So, this post is probably coming a little sooner than expected. I’m actually writing this from a plane to Croatia (then home). If anyone has been keeping track of the timing, my summer class should still be in progress right now. Yesterday (Monday), I took my third exam of the class (out of 4), but it was also the withdrawal deadline for summer classes.
I was not in a great position going into this third test, and I was going to need to do WELL in order to even have a hope of passing the class at all, let alone get a decent grade. While I got the best grade I had gotten in the class so far, it wasn’t high enough to make this agony worthwhile in terms of not only my GPA, but my mental and emotional health.

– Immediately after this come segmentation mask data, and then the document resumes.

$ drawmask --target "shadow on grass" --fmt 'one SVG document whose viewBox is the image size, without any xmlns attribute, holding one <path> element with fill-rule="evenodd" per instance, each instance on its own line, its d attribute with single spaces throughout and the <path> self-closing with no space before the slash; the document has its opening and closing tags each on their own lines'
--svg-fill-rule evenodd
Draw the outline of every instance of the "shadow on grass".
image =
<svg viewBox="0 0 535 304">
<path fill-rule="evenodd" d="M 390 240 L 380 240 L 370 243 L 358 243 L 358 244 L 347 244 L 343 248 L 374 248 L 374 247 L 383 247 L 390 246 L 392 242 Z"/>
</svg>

The first semester was exhausting and I give myself kudos for getting through it, but I just didn’t have the gas to get through this second session at the same pace with arguably double the difficulty.
Organic (both semesters, but especially this second one) really challenged my confidence in my intelligence, the thing I was sourcing the majority of my self-esteem from as of late. Since my accident, my thinking has been a bit off-center. It was ‘easy’ to let go of my insecurities over how I looked because I never doubted that I was smart; something that is equally as important as looks, at least in my opinion. I have since learned that these things are not necessarily equal to everyone, but it was easy to trade one for the other when I was first coming to terms with my new ‘look.’
You may disagree with me placing so much of my effort into my academic performance, and for that I don’t blame you. To counter, I ask how you would feel if you were in a situation where the things that made you YOU were peeled away gradually. How you look? Who you surround yourself with? How you think?
I’ve been living in this very raw place, but every small achievement is another piece of armor being rebuilt, and this stupid class was threatening to strip it all away again. It’s totally obtuse that not understanding chemistry somehow says more about who I am than going from being half-paralyzed to fully mobile in a matter of months. It’s something I’m working on, but in the meantime, why put myself through this?
Anyone that knows me knows I like to have a plan. Med school is the plan and organic is a necessary intersection I need to pass (literally), but WHY I decided it would be a good idea to do it this way I will never know. So I’m tabling Organic II until the spring. It feels like I’m giving up, but I’m the one who decided this was the way my summer needed to go for some crazy reason so I’m the one putting a stop to it!
P.S. Sorry for yet another scenic sunset picture. I try not to attach images that are TOO specific.